If you’re like many of the Garden City’s residents, you’ll be spending part of your summer getting your hands dirty. But whether you have a backyard garden, community plot or simply grown tomatoes on your balcony—or are part of one of the more serious urban agricultural projects like the Mason Street City Farm, City Harvest Co-op, Lifecycles Project Society or the Compost Education Centre—Concrete Garden is the magazine for you.
Now heading into its third issue, Concrete Garden originally began as a project in the Department of Writing’s Magazine Publishing class but has since evolved into an actual hard copy magazine that’s now for sale around the city.
With its focus on sustainable urban agriculture, Concrete Garden is Victoria’s first magazine to focus on sustainable urban food production. As their website notes, “Concrete Garden showcases the agricultural ingenuity of communities, organizations and individuals . . . [and] walks a fine line between activism and educational entertainment.”

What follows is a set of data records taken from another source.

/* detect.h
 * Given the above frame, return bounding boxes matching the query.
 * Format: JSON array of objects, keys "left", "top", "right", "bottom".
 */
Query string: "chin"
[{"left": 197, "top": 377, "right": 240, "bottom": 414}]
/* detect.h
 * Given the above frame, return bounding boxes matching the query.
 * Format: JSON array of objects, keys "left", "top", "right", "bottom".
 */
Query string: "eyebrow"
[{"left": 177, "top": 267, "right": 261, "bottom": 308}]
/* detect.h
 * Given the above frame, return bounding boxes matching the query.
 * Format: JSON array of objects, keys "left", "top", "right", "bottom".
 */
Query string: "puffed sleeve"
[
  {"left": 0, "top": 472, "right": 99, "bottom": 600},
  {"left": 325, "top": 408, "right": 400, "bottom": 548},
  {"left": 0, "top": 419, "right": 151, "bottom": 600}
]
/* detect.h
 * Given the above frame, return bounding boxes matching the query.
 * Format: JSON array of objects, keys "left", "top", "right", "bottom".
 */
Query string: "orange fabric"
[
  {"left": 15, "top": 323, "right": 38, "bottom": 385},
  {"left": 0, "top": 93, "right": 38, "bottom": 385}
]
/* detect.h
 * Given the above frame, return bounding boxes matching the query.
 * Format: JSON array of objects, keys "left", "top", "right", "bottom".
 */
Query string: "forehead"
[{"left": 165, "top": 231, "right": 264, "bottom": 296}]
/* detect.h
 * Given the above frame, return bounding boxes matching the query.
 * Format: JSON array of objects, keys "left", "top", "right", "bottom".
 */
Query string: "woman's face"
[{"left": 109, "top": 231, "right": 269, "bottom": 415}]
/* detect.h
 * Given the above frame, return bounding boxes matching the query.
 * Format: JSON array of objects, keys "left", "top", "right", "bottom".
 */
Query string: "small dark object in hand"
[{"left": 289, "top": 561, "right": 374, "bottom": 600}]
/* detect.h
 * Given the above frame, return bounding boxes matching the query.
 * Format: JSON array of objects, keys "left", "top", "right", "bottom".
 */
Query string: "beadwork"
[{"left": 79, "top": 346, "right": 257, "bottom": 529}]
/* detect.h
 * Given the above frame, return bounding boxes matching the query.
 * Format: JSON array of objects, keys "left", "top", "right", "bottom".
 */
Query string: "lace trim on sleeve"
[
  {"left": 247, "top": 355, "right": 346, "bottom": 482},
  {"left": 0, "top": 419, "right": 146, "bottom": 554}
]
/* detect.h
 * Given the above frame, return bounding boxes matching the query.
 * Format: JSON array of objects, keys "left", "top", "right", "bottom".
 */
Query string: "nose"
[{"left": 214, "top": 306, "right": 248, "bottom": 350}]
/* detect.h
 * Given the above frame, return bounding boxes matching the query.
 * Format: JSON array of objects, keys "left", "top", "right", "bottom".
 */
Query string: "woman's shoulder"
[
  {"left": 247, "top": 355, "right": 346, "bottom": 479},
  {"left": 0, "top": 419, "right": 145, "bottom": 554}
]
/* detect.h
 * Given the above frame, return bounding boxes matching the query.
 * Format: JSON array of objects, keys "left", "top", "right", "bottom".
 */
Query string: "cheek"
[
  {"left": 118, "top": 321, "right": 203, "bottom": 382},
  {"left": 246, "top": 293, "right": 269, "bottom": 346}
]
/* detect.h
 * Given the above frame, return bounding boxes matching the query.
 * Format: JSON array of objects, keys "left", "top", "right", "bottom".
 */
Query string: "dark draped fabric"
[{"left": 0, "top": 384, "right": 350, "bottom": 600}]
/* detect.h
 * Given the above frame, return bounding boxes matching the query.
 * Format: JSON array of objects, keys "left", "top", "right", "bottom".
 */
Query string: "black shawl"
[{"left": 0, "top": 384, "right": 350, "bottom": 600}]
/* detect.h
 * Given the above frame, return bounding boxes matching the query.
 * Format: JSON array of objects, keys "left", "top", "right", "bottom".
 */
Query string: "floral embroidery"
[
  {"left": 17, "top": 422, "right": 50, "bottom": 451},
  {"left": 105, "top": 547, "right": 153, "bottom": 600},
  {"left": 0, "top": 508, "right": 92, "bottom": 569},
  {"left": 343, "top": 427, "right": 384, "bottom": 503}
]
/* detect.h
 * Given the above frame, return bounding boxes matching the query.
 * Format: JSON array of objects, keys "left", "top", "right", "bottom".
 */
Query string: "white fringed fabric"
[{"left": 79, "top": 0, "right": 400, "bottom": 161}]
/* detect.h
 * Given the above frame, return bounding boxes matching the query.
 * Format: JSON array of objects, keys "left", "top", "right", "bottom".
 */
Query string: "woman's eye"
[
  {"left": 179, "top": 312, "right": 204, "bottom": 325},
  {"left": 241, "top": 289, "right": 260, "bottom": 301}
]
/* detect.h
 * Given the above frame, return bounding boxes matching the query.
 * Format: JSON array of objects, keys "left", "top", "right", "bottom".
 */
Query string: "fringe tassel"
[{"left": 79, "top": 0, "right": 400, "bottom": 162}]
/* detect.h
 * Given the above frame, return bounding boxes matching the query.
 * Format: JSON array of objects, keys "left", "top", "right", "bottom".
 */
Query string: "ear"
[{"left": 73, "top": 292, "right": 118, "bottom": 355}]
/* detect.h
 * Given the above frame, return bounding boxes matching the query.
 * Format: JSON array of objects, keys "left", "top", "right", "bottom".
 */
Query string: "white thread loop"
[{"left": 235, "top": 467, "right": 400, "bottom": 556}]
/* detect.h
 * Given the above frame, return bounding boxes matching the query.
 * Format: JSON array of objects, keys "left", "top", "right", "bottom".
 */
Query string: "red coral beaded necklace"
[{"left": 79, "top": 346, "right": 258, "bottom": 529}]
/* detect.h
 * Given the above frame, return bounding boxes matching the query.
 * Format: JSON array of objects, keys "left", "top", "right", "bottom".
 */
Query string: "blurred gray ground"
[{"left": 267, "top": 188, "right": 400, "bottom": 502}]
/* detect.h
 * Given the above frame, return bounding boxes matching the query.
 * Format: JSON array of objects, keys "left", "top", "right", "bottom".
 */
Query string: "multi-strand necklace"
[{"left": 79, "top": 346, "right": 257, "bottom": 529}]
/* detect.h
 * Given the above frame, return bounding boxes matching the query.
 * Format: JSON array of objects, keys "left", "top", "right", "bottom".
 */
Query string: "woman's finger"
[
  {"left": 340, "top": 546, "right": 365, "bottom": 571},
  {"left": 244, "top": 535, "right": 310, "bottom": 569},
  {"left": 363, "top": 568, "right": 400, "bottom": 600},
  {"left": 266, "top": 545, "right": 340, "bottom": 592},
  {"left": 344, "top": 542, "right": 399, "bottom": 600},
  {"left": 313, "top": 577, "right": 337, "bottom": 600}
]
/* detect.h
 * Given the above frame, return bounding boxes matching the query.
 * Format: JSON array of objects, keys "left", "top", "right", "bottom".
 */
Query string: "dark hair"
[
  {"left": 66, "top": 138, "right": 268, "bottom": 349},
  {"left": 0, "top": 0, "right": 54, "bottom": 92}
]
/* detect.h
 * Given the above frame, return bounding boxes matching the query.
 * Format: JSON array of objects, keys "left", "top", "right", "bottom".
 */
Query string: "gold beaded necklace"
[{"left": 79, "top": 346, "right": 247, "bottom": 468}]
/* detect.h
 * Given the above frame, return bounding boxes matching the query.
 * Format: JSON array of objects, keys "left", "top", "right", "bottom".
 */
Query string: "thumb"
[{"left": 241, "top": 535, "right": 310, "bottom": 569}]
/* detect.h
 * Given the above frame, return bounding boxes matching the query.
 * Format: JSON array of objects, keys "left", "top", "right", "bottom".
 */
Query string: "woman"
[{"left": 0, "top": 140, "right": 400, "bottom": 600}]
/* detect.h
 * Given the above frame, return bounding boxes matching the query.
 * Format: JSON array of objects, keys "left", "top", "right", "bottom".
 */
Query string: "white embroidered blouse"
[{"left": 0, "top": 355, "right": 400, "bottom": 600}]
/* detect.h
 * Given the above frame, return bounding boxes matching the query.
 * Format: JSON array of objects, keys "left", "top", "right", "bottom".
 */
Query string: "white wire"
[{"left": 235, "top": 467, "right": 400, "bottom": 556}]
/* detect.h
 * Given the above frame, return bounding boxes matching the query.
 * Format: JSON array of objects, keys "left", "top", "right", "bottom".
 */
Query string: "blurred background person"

“Concrete Garden is a magazine that focuses on how an urban population is feeding itself,” says editor Kimberley Veness. “That’s everything from growing your own food in a planter box to learning about city problems like the current food composting issue.”
“We’re also interested in the ‘culture’ aspect of agriculture—architecture, green businesses, the political structures that make us need to feed ourselves and create a better system—because you can’t have community gardening without community,” says senior editor Quinn MacDonald. “We want to engage younger people, young families who are worried about sustainable agriculture. It’s a best-solution oriented magazine too.”
With two issues already under their belt, 500 copies of the latest issue are due to come out near the end of July. A sneak-peek at their story list reveals features on urban beekeeping, land-based salmon farming, the Pedal to Pettle composting company and the problems with urban deer.
Both Veness and MacDonald are enthusiastic about the magazine’s future. “It’s had such a good reception,” says MacDonald. “We already have people watching for the next issue. And instead of just students, we now have a few professionals working with us.”
“It’s really nice to see it expand beyond the university,” says Veness. “We don’t just want it to be a student publication. We want good writing, whether that’s good student writers who we can help grow or people on more of a community engagement level.”
Concrete Garden was showcased during this spring during UVic’s IdeaFest, where they presented as part of the “So You Want To Launch A Magazine” panel alongside other UVic-created publications like The Warren, This Side of West, Plenitude and the online Coastal Spectator. Right now, Veness is focused on the magazine’s business plan. “We’re looking at getting long-term funding so we can focus on the magazine and not on the business side of things,” she says.
With that in mind, Veness just completed a fellowship at UVic’s Centre for Cooperative and Community-Based Economy. “I was looking at the transformative effects of modern print media, specifically magazines, and how they influence communities. Ideally, I’d like Concrete Garden to be a catalyst, a system-changer.”
As part of her fellowship, Veness interviewed professional magazine editors locally and in Vancouver about the recent changes in the print industry. “But what are doing well are the niche magazines that focus on one thing and are hyper-local in their content” she says. “That really brings people together and creates a community. That’s good for advertisers and good for content.”
And good for Concrete Garden, of course.
“We distributed more than 400 copies of the last issue all over the place—mostly downtown, but also up in Mill Bay and out in Sooke—so the demand is there. The Compost Education Centre in Fernwood took a stack of copies, and Swan’s even put them in their rooms for their guests,” says Veness.
“We’ve always been really focused and our aesthetic quality has always been really high,” says MacDonald. “That’s been important to us since the beginning. Our audience are the people who are out there in the community, the ones with green thumbs who want to talk about these kind of things.”